Talk:Electoral district of Dunstan

Latest comment: 1 year ago by Joyous! in topic Merge from electoral district of Norwood

Merge from electoral district of Norwood edit

The following discussion is closed. Please do not modify it. Subsequent comments should be made on the appropriate discussion page. No further edits should be made to this discussion.
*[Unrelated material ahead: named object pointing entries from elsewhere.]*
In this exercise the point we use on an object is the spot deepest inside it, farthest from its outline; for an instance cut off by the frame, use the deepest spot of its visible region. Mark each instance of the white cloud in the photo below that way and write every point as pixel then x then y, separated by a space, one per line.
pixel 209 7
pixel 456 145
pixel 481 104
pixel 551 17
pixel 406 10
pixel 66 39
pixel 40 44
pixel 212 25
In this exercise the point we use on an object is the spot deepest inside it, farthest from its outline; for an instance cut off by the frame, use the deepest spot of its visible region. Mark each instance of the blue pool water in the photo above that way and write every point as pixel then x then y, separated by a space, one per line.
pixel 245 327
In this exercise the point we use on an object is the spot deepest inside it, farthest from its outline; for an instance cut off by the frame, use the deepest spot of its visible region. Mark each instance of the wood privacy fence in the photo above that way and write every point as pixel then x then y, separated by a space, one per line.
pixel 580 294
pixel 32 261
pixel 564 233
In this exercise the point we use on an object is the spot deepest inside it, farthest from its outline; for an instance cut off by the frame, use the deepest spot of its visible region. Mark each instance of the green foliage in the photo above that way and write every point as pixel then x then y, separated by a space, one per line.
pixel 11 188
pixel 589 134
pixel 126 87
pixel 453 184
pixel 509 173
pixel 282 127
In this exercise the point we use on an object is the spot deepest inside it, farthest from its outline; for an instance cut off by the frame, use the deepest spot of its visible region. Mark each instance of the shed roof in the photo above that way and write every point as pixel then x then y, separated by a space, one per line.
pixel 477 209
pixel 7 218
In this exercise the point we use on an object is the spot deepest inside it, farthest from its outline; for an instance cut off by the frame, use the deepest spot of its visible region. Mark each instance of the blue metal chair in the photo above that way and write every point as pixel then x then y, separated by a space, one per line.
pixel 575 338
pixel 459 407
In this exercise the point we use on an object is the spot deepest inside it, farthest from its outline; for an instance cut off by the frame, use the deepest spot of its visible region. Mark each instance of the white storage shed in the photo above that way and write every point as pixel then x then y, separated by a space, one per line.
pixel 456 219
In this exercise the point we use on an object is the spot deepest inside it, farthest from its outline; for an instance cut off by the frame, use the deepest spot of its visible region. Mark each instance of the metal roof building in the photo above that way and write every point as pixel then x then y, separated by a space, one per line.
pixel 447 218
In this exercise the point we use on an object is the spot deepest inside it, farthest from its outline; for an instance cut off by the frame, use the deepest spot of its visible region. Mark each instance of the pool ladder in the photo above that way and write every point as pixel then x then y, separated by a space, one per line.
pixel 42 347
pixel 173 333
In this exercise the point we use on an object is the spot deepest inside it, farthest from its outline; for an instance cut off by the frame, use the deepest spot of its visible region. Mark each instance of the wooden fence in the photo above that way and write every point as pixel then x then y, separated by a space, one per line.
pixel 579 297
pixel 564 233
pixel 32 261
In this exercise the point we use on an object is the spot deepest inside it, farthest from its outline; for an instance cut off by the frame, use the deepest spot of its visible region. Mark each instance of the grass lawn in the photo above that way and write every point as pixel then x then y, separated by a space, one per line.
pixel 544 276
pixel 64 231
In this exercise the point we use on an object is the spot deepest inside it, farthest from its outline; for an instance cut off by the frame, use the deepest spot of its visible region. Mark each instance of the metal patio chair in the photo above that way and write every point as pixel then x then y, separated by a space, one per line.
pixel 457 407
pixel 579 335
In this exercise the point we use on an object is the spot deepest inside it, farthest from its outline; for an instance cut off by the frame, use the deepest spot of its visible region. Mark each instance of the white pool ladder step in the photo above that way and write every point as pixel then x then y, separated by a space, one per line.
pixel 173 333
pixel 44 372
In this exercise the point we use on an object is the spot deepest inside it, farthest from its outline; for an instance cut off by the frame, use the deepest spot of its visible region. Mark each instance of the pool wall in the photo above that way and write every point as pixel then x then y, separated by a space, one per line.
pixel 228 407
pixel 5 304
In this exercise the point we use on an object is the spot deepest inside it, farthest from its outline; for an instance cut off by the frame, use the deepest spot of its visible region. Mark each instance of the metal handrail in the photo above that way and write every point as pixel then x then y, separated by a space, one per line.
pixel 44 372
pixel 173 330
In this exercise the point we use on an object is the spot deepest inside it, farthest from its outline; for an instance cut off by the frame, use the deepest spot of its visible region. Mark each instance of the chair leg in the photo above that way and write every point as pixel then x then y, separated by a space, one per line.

Happened to notice while perusing the ABC's preview of the 2022 election that it reckons Norwood and Dunstan as the same seat. See here. It tracks election results back to 1970, when the seat was still Norwood. Since it's understood that Dunstan is simply a reconfigured Norwood, it would seem more accurate to merge the two. HangingCurveSwing for the fence 23:42, 19 April 2022 (UTC)Reply

  • Oppose My preference is to keep re-named electorates as separate articles. This is consistently done in the federal division articles (Division of DenisonDivision of Clark), but not so consistently in the state districts (Division of Clark (state)). I just think it's cleaner—less awkward mismatched piping ([[Electoral district of Dunstan|Norwood]]), no multiple entries in the infobox Namesake field, and no need to determine an arbitrary threshold of boundary difference for separation/merging (would district articles be merged only if the boundaries are identical? Less than 5% different? 50% different?). I guess I'm also thinking about it from a data/Wikidata standpoint, not everyone's cup of tea of course, but this kind of merge either breaks the link between the Wikidata items and the Wikipedia articles (wikidata:Q5355822 would have no linked article) or if the Wikidata items are merged, they would inaccurately say that Frank Nieass was the member for Dunstan in 1938. --Canley (talk) 01:58, 20 April 2022 (UTC)Reply
    • If the merge would go through, there would be a separate column for when the seat was known as Norwood, Quite a few of the articles for state seats in NSW and WA have a similar setup. They recognize that it's the same seat, just a new name. That would solve the accuracy problem. In my solution, Steven Marshall would be the last name in the column for Norwood, and the first in the column for Dunstan. HangingCurveSwing for the fence 01:26, 21 April 2022 (UTC)Reply
      • Yes, I know that, plenty of examples of state electorates with several names. I was talking about Wikidata though, not the MP lists on Wikipedia. --Canley (talk) 01:51, 21 April 2022 (UTC)Reply
  • Support - A fairly obvious thing to do. Dunstan is the same electorate as Norwood, only renamed. We can make clear in the article that the name change occurred. The opening sentence can begin with "Dunstan, formerly Norwood, is a single-member electoral district..." and the Members table can include rows for when the electorate was named. Onetwothreeip (talk) 22:51, 19 May 2022 (UTC)Reply
  • Support: a name change is not sufficient to justify a separate article. Wikipedia is WP:NOTADICTIONARY, and doesn't have the same criteria for pages as Wikidata has for entries. Readers are thereby best served by having the history of the district discussed in the context of the current district. For example, imagine a current constituent trying to recall the MP that represented them in 1990. Klbrain (talk) 09:40, 14 January 2023 (UTC)Reply
  • Oppose - as per Canley's comments. Keeping it as two seperate article keeps things less messy and consistent with other electoral division name changes. - GA Melbourne (talk) 08:53, 20 January 2023 (UTC)Reply
The discussion above is closed. Please do not modify it. Subsequent comments should be made on the appropriate discussion page. No further edits should be made to this discussion.